Question

A reaction was performed in which 1.500 g of camphor was reduced by an excess of sodium borohydride to make 1.036 g of isoborneol. Calculate the theoretical yield and percent yield for this reaction.

Answer 1

Answer: The percent yield of the reaction is 68.16 %.

Step-by-step explanation:

To calculate the number of moles, we use the equation:

`\text{Number of moles}=\frac{\text{Given mass}}{\text{Molar mass}}` .....(1)

• For camphor:

Given mass of camphor = 1.500 g

Molar mass of camphor = 152.23 g/mol

Putting values in equation 1, we get:

`\text{Moles of camphor}=(1.500g)/(152.23g/mol)=9.85* 10^(-3)mol`

The chemical equation for the reaction of camphor and sodium borohydride follows:

`\text{Camphor}+NaBH_4\rightarrow \text{Isoborneol}`

As, sodium borohydride is present in excess. It is an excess reagent. So, camphor is the limiting reagent because it limits the formation of products.

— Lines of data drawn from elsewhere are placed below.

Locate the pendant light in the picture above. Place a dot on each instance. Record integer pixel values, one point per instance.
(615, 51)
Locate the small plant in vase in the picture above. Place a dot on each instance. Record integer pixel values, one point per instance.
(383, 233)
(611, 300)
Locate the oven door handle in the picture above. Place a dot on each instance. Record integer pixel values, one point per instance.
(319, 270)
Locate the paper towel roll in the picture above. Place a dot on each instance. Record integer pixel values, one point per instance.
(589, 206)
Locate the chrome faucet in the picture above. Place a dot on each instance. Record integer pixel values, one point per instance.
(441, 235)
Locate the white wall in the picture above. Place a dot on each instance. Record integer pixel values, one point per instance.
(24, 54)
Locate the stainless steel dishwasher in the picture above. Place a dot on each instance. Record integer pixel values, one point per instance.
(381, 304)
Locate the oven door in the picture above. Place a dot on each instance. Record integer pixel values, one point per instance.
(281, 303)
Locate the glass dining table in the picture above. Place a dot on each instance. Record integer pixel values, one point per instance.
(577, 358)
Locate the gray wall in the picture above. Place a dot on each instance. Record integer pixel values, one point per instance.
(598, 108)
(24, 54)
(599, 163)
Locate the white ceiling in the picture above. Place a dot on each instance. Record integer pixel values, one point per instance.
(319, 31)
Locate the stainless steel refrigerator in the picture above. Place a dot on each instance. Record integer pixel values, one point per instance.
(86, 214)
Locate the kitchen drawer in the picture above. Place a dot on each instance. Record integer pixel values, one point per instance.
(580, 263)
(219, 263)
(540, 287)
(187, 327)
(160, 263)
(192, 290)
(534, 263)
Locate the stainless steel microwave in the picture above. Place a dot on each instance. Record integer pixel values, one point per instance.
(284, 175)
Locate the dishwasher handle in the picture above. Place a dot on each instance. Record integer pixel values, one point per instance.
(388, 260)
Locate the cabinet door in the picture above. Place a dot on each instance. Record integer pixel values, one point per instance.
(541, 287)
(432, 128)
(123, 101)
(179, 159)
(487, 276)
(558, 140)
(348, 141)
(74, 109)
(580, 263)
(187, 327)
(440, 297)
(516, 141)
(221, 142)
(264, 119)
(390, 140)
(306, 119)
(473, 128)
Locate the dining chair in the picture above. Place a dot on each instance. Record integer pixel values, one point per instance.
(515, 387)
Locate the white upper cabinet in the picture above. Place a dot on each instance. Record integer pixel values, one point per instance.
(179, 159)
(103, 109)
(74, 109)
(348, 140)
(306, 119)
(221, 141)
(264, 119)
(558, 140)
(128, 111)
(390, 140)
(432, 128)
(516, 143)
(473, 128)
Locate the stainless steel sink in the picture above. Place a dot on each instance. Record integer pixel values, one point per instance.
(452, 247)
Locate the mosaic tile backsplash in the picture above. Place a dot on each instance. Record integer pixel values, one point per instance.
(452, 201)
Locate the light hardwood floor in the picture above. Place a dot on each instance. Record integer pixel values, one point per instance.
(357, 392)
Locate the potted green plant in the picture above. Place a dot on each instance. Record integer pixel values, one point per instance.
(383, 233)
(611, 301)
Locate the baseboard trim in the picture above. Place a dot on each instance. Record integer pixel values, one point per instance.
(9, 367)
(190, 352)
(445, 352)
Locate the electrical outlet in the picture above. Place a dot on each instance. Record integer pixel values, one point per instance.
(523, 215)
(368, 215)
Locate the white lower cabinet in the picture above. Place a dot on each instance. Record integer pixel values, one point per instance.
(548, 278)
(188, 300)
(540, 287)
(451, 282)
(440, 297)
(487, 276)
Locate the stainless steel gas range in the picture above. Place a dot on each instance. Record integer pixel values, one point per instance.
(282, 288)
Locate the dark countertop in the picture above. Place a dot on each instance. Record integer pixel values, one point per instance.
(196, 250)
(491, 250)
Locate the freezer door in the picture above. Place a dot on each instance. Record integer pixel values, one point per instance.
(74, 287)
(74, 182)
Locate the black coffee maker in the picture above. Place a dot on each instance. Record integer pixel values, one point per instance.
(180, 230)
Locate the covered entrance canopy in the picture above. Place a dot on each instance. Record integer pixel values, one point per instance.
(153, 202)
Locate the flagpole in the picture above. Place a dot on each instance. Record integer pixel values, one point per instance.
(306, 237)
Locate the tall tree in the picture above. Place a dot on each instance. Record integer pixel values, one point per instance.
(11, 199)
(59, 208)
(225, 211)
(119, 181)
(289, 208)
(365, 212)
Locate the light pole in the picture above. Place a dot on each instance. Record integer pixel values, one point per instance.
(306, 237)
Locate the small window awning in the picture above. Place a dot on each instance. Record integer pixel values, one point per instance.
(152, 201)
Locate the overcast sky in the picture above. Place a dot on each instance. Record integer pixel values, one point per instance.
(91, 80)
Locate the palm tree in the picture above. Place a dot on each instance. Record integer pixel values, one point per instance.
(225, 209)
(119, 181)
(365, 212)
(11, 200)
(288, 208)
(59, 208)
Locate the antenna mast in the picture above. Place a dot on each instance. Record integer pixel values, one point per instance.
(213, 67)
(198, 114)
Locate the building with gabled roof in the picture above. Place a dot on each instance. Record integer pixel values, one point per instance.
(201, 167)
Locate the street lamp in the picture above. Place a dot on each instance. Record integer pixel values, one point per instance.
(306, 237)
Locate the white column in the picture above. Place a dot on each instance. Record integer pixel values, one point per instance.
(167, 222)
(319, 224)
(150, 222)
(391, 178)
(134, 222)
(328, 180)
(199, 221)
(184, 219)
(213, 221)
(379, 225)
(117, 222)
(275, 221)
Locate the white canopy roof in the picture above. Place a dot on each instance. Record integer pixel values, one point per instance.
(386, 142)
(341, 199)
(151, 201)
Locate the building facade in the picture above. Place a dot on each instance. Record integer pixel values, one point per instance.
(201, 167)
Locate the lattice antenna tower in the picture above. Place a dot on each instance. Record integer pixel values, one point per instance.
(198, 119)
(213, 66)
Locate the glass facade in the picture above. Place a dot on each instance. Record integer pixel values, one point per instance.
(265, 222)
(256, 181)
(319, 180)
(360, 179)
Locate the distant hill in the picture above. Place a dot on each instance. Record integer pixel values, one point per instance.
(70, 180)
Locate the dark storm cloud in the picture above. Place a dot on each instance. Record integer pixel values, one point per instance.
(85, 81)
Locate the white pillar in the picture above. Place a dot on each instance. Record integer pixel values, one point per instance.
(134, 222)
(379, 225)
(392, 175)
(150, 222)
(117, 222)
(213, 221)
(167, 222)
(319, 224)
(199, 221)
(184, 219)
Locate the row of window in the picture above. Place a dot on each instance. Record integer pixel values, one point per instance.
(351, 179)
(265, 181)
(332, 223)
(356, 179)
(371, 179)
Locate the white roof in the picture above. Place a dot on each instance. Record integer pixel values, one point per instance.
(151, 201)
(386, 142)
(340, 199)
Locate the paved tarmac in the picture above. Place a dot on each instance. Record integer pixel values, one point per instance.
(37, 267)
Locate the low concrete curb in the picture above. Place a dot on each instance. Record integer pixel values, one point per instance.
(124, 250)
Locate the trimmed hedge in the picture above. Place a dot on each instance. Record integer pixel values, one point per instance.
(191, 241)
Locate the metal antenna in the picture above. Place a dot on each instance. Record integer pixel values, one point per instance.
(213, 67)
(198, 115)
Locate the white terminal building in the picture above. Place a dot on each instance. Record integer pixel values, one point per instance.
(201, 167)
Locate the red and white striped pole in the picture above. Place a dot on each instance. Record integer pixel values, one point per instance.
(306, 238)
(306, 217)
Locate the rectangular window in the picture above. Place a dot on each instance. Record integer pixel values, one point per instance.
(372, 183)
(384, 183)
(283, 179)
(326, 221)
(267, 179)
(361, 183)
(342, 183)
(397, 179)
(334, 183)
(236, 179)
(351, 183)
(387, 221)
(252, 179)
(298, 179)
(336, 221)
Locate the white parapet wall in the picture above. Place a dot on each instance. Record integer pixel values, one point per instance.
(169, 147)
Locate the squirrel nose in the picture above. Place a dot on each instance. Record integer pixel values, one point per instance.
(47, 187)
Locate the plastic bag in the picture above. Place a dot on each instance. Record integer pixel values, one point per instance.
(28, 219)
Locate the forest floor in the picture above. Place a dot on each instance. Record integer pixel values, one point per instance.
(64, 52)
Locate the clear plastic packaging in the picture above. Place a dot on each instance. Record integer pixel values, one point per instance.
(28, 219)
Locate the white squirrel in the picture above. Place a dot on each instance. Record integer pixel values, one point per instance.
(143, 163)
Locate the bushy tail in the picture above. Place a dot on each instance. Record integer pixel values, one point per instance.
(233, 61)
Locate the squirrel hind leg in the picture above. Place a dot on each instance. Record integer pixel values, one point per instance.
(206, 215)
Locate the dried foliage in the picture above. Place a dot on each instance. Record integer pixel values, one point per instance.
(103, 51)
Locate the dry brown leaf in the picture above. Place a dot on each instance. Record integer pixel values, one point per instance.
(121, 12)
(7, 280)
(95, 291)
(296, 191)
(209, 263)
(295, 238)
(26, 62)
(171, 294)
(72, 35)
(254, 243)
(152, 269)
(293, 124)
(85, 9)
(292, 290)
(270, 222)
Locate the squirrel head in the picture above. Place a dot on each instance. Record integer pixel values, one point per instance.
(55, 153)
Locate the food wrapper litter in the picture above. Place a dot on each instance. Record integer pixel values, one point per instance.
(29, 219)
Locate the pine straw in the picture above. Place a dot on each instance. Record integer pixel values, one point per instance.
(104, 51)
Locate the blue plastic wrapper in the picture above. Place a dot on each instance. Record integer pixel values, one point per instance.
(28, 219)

By Stoichiometry of the reaction:

1 mole of camphor produces 1 mole of isoborneol

So,
`9.85* 10^(-3)mol` of camphor will produce =
`(1)/(1)* 9.85* 10^(-3)mol=9.85* 10^(-3)mol` of isoborneol

• Now, calculating the mass of isoborneol from equation 1, we get:

Molar mass of isoborneol = 154.25 g/mol

Moles of isoborneol =
`9.85* 10^(-3)` moles

Putting values in equation 1, we get:

`9.85* 10^(-3)mol=\frac{\text{Mass of isoborneol}}{154.25g/mol}\\\\\text{Mass of isoborneol}=(9.85* 10^(-3)mol* 154.25g/mol)=1.52g`

• To calculate the percentage yield of isoborneol, we use the equation:

`\%\text{ yield}=\frac{\text{Experimental yield}}{\text{Theoretical yield}}* 100`

Experimental yield of isoborneol = 1.036 g

Theoretical yield of isoborneol = 1.52 g

Putting values in above equation, we get:

`\%\text{ yield of isoborneol}=(1.036g)/(1.52g)* 100\\\\\% \text{yield of isoborneol}=68.16\%`

Hence, the percent yield of the reaction is 68.16 %.